Following high pressure freezing, the vitrified pellets were freeze-substituted at − 90 °C for 80 h in acetone supplemented with 2 % OsO4, the samples were warmed up slowly (2 °C/h) to −60 °C (AFS2; Leica Microsystems). After 8 to 12 h, the temperature was raised to −30 °C (2 °C/h), and then to 0 °C within 1 h to improve the osmium action and increase the membrane contrast. The samples were then cooled down to −30 °C within 30 min, before being rinsed 4 times in pure acetone. The samples were then infiltrated with gradually increasing concentrations of resin (Embed812, EMS) in acetone (1:2, 1:1, 2:1 [v/v]), during 2 h for each ratio, while raising the temperature to 20 °C. Pure resin was added at 20 °C. After polymerization at 60 °C for 48 h, 70-nm sections were obtained using an ultramicrotome UC7 (Leica Microsystems) and were collected on formvar carbon-coated 200-mesh copper grids (Agar Scientific). The thin sections were post-stained for 5 min in 2 % aqueous uranyl acetate, rinsed in water, incubated for 5 min in lead citrate and rinsed again. The samples were observed using a Tecnai G2 spirit BioTwin (FEI) microscope operating at 120 kV, at a magnification ranging from about 16,000 to 32,000 (pixel size of 0.56 and 0.28 nm), with an Orius SC1000B CCD camera (Gatan).
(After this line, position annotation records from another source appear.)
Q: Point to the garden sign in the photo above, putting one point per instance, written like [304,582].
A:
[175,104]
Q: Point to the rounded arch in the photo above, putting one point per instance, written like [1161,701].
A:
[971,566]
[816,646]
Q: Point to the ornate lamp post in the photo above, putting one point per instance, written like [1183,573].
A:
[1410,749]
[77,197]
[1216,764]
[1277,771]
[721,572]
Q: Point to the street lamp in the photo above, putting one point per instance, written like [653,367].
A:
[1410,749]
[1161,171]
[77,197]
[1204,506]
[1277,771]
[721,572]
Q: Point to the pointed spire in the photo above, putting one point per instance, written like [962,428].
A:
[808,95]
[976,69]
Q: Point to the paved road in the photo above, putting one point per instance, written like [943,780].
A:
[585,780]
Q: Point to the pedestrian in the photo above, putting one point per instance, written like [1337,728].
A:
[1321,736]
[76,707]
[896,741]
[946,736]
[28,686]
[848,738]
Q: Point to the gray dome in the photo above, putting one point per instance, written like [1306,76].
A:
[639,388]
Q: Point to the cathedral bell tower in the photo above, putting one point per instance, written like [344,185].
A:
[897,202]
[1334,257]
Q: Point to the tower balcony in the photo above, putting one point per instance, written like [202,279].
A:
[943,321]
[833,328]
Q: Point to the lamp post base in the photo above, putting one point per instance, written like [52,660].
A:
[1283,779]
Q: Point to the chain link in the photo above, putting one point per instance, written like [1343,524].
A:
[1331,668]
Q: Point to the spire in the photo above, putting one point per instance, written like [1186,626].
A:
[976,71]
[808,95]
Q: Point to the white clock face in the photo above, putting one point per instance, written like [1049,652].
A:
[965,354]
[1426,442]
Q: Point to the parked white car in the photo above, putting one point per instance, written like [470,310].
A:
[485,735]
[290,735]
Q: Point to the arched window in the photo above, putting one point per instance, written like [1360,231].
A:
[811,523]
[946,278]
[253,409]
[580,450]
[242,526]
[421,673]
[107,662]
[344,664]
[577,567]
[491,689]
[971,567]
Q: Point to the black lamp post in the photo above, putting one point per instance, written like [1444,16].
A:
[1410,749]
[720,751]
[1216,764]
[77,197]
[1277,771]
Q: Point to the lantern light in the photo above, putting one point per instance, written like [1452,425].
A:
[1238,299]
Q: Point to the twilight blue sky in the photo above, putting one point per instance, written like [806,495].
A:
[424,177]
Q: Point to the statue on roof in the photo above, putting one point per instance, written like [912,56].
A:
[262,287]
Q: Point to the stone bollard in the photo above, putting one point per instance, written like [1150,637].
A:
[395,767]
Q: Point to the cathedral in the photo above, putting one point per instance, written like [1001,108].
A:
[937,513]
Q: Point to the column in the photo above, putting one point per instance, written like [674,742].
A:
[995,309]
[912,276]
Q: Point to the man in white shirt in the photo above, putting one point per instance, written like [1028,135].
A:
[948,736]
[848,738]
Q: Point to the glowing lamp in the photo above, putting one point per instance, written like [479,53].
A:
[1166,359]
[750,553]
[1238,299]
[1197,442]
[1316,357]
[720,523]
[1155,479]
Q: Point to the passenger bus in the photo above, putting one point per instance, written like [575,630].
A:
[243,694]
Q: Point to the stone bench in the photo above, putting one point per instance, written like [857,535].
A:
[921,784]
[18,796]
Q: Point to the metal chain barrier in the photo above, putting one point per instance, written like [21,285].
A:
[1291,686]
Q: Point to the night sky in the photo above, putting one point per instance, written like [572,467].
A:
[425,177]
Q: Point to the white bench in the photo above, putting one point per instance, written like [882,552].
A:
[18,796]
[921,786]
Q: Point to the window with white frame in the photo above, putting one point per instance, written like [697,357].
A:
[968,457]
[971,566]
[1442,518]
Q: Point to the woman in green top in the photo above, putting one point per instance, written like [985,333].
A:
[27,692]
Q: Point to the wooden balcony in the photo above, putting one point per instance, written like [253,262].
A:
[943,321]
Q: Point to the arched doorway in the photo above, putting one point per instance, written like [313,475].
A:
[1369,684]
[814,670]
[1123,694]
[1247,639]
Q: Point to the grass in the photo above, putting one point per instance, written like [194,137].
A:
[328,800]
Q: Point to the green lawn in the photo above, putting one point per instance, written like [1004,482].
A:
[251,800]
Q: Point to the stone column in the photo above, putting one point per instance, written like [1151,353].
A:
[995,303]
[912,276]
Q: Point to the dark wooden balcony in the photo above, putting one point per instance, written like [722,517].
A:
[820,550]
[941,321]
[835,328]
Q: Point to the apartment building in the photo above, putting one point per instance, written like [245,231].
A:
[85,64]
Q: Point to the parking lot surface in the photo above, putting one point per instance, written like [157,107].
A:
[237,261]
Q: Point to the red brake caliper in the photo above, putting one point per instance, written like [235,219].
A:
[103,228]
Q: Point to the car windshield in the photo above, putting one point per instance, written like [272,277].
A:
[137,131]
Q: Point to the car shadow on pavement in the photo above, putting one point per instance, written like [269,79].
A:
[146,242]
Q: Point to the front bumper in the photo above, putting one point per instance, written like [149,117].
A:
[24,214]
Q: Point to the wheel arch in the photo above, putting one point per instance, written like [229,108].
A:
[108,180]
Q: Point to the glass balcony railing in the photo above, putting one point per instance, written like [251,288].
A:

Statistics and reproducibility

Cryo-FIBM/ET and resin-TEM data collections of equivalent samples were performed twice independently and provided the same conclusions. The dimensions of the different objects present in our micrographs were manually measured with the IMOD tools (version 4.11.12). Statistical analysis was performed using the analysis of variance (ANOVA).

Reporting summary

Further information on research design is available in the Nature Portfolio Reporting Summary linked to this article.